Questa generazione “post-2011”, ben consapevole della fragilità e delle contraddizioni dei sistemi sociali, economici e politici vigenti, ha deciso di reagire a esse con un approccio di rete, di network (e in questo è rintracciabile l’influenza dell’Actor Network Theory di Bruno Latour): in un senso, l’architettura viene considerata una forma dinamica e mutevole all’interno delle relazioni materiali, sociali ed economiche che costituiscono la società; nell’altro, gli architetti lavorano in collettivi e gruppi, si confrontano direttamente con i designer, i clienti, la collettività.
Nel fare ciò, i progettisti attuano un ripensamento dello statuto dell’architettura e una risignificazione del ruolo dell’architetto-autore. La scelta di quali architetti chiamare a rappresentare i nuovi orientamenti dell’architettura giapponese ha seguito solo parzialmente un principio generazionale (progettisti nati tra gli anni Ottanta e Novanta), per prediligere in modo particolare l’identificazione di una consonanza di interessi e sensibilità.
Tra gli elementi di affinità rientra la scelta di lavorare alla trasformazione e ristrutturazione di immobili già edificati, piuttosto che costruirne da zero, in linea con il concetto espresso dalla parola giapponese mottainai (traducibile con “che spreco!”), il rammarico tanto per aver sprecato qualcosa, quanto per non avergli permesso di sviluppare il suo potenziale.

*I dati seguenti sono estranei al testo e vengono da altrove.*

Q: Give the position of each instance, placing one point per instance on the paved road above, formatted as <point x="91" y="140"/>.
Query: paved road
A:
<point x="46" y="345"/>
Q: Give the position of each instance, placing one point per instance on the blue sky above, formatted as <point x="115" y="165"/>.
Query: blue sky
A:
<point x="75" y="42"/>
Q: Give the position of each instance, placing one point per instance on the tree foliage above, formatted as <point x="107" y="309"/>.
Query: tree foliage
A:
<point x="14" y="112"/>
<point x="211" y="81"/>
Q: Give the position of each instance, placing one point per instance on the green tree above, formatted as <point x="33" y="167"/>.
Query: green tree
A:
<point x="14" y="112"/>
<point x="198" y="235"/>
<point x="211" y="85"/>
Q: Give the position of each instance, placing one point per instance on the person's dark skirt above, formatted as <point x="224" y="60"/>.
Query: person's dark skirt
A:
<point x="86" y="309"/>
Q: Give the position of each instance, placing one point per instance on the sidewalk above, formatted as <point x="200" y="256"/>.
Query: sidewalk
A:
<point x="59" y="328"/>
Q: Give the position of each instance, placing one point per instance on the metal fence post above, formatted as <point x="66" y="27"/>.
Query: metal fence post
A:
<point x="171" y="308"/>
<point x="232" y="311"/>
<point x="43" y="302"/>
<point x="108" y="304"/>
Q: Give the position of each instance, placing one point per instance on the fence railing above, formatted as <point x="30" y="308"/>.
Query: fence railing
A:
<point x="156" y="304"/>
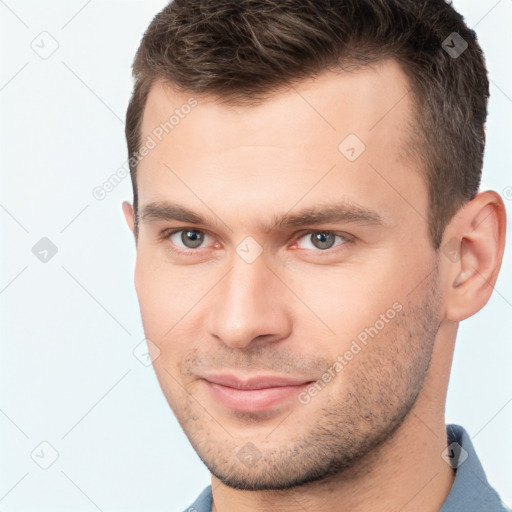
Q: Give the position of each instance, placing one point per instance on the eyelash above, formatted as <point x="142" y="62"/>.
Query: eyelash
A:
<point x="348" y="240"/>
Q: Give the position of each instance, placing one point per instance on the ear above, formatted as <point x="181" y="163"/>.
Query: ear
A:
<point x="472" y="252"/>
<point x="128" y="215"/>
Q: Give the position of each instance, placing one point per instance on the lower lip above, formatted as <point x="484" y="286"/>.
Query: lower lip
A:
<point x="253" y="400"/>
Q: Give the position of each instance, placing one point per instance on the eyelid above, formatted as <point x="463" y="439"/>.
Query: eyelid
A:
<point x="167" y="233"/>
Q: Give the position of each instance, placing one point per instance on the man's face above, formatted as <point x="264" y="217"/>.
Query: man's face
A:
<point x="350" y="303"/>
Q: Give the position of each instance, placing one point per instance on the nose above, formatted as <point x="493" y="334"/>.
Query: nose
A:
<point x="250" y="306"/>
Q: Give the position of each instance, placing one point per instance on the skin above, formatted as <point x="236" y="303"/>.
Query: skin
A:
<point x="372" y="438"/>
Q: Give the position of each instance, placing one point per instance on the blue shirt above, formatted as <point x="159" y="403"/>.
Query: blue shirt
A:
<point x="470" y="491"/>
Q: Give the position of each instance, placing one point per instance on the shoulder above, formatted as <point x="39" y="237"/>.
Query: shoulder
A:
<point x="471" y="491"/>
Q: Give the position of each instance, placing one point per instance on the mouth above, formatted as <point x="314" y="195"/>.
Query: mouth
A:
<point x="254" y="395"/>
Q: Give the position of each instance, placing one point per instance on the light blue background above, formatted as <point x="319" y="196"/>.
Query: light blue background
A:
<point x="69" y="326"/>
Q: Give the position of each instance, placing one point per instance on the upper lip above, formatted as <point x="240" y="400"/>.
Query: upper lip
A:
<point x="260" y="382"/>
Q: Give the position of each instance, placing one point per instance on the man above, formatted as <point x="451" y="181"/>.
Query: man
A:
<point x="309" y="235"/>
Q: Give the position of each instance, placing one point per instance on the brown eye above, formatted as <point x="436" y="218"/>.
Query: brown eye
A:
<point x="190" y="238"/>
<point x="322" y="240"/>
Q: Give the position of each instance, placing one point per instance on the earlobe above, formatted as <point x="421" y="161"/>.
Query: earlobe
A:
<point x="128" y="214"/>
<point x="473" y="266"/>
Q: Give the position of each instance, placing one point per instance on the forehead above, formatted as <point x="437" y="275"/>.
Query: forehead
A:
<point x="281" y="150"/>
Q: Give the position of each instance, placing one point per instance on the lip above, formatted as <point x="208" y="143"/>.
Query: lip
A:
<point x="256" y="394"/>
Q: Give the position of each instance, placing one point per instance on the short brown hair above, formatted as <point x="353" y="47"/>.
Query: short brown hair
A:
<point x="242" y="51"/>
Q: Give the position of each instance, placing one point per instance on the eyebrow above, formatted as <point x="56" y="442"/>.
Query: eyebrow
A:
<point x="321" y="214"/>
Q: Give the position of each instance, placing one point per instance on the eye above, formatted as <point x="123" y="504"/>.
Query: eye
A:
<point x="323" y="240"/>
<point x="187" y="238"/>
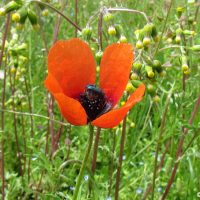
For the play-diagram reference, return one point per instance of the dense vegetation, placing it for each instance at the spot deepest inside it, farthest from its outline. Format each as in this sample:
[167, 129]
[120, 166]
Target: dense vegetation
[41, 153]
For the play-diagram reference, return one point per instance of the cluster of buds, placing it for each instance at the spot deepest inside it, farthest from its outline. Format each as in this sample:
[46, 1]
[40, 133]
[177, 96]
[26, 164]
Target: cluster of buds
[145, 35]
[20, 13]
[114, 30]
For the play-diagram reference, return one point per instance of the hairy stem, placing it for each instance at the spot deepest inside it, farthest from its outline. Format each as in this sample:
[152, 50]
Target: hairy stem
[179, 149]
[84, 163]
[159, 141]
[119, 165]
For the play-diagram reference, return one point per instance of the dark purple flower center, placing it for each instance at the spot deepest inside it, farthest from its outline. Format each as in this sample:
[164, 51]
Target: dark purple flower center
[94, 102]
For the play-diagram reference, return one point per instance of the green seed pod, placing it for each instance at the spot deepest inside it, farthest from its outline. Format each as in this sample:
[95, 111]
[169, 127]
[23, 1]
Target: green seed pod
[179, 185]
[87, 32]
[168, 166]
[112, 31]
[179, 11]
[146, 41]
[122, 39]
[156, 99]
[19, 49]
[149, 71]
[148, 28]
[189, 33]
[151, 89]
[136, 83]
[134, 76]
[15, 17]
[130, 88]
[154, 32]
[137, 66]
[139, 44]
[98, 56]
[157, 66]
[139, 33]
[32, 17]
[2, 12]
[119, 30]
[23, 15]
[195, 48]
[12, 5]
[178, 39]
[184, 60]
[108, 17]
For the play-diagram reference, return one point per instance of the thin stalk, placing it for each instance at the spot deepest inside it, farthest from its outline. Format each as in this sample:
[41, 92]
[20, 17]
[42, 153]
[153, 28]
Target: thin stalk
[120, 159]
[76, 17]
[130, 11]
[15, 124]
[60, 13]
[111, 167]
[34, 115]
[159, 167]
[5, 35]
[162, 126]
[179, 149]
[31, 124]
[94, 159]
[84, 163]
[163, 30]
[24, 138]
[96, 144]
[7, 25]
[2, 131]
[100, 31]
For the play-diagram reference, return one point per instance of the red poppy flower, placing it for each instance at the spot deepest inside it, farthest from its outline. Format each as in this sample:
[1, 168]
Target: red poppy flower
[71, 80]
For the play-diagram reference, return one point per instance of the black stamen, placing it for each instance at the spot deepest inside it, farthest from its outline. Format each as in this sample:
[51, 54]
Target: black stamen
[94, 102]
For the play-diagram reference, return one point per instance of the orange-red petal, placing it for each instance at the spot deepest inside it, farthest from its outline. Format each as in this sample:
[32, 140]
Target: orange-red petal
[115, 116]
[71, 109]
[52, 84]
[72, 64]
[115, 69]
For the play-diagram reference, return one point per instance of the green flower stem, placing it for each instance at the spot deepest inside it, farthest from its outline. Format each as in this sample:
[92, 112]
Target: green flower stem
[60, 13]
[87, 153]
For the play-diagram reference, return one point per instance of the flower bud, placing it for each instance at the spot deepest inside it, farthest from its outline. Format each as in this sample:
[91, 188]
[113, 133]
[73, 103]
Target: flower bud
[12, 5]
[148, 28]
[149, 71]
[45, 12]
[132, 125]
[112, 31]
[139, 44]
[108, 17]
[87, 32]
[156, 99]
[32, 17]
[137, 66]
[146, 41]
[134, 76]
[178, 39]
[15, 17]
[98, 56]
[150, 74]
[157, 65]
[195, 48]
[139, 33]
[154, 32]
[2, 11]
[136, 83]
[179, 11]
[130, 88]
[189, 33]
[184, 67]
[122, 39]
[150, 88]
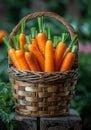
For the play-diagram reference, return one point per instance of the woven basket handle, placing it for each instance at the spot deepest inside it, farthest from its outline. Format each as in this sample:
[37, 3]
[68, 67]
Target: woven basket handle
[46, 14]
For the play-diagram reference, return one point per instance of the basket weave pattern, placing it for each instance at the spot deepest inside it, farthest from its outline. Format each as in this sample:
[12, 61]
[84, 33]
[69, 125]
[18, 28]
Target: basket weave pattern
[40, 93]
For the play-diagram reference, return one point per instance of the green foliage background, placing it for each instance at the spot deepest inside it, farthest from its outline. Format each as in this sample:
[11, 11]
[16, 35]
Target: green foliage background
[81, 100]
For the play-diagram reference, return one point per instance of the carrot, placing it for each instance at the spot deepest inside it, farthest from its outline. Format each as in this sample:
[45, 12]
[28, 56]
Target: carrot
[59, 52]
[49, 57]
[22, 36]
[41, 36]
[20, 55]
[69, 48]
[68, 60]
[38, 55]
[31, 60]
[3, 33]
[11, 53]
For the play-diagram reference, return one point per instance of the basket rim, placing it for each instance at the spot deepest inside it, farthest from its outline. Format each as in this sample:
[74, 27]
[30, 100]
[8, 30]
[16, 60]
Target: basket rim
[42, 77]
[45, 14]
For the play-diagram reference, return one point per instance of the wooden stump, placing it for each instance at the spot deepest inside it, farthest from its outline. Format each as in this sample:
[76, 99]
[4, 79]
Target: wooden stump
[72, 121]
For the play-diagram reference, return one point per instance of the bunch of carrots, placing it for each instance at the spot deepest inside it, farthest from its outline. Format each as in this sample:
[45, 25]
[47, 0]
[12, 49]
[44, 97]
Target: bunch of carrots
[38, 52]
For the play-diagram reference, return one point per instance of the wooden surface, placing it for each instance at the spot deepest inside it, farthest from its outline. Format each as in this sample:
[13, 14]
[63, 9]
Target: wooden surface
[71, 121]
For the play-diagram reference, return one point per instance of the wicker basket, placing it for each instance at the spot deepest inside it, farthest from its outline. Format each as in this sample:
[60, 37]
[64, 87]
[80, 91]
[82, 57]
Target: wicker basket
[40, 94]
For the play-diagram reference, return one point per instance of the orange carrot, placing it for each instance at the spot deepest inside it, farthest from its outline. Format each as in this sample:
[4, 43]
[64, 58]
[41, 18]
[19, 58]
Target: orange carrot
[3, 33]
[49, 57]
[11, 53]
[38, 55]
[60, 49]
[22, 36]
[41, 37]
[31, 60]
[69, 48]
[68, 60]
[20, 55]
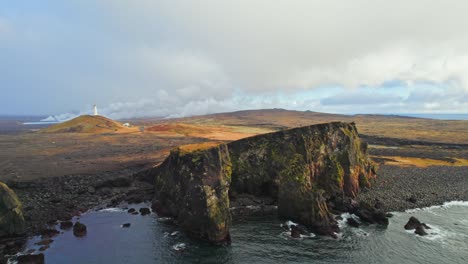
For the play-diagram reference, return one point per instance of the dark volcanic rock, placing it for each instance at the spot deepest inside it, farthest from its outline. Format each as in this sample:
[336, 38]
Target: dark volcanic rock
[65, 225]
[117, 182]
[31, 259]
[420, 230]
[79, 229]
[413, 223]
[145, 211]
[192, 186]
[302, 169]
[295, 232]
[11, 213]
[48, 232]
[352, 222]
[412, 199]
[370, 214]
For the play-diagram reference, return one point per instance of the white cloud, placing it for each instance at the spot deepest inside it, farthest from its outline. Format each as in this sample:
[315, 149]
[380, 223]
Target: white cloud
[190, 57]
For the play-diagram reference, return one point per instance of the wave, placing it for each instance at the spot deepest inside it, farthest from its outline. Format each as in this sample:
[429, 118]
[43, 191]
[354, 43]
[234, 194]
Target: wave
[113, 210]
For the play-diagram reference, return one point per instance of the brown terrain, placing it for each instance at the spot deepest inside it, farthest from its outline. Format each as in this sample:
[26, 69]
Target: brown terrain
[93, 145]
[92, 162]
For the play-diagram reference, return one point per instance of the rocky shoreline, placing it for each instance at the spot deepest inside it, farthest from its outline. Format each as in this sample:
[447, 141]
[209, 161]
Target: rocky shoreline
[402, 188]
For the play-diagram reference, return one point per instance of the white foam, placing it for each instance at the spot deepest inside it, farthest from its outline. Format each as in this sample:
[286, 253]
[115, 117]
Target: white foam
[113, 210]
[288, 224]
[344, 217]
[179, 246]
[164, 219]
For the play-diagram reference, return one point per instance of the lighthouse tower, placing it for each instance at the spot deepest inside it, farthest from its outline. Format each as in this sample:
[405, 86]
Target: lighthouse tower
[95, 110]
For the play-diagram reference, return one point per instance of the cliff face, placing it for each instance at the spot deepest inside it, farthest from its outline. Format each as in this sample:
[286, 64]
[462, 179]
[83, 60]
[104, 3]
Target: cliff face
[192, 186]
[11, 213]
[305, 169]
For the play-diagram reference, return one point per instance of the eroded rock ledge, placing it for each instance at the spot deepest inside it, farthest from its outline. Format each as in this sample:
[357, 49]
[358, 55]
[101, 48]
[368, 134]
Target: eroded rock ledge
[308, 171]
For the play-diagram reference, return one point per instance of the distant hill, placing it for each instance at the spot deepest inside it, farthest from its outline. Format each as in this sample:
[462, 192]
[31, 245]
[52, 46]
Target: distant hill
[391, 126]
[86, 124]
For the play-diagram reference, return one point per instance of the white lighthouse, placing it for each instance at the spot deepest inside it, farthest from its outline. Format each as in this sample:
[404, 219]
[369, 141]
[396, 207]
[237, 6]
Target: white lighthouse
[95, 110]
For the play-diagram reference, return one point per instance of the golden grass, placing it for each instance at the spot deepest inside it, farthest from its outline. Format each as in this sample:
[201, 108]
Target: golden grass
[87, 124]
[199, 146]
[211, 132]
[422, 162]
[430, 130]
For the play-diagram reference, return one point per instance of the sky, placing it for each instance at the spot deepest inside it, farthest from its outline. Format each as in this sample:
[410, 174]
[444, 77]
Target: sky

Gli architetti di cui sono esposti i progetti hanno dunque elaborato pratiche critiche, ecologiche e sociali, con un approccio riassumibile nell’espressione – mutuata da una commedia di Luigi Zampa – “l’arte di arrangiarsi” con il patrimonio edilizio e i materiali di cui già si dispone.
Così, antichi modi di costruire e abitare come l’edificazione di case collettive, la creazione di reti sociali di quartiere, l’artigianato tradizionale associato a un’etica dei materiali, le economie autosufficienti dei villaggi rurali – elementi che sono stati svalutati e tralasciati in nome della crescita e dello sviluppo – vengono oggi rivalutati e recuperati.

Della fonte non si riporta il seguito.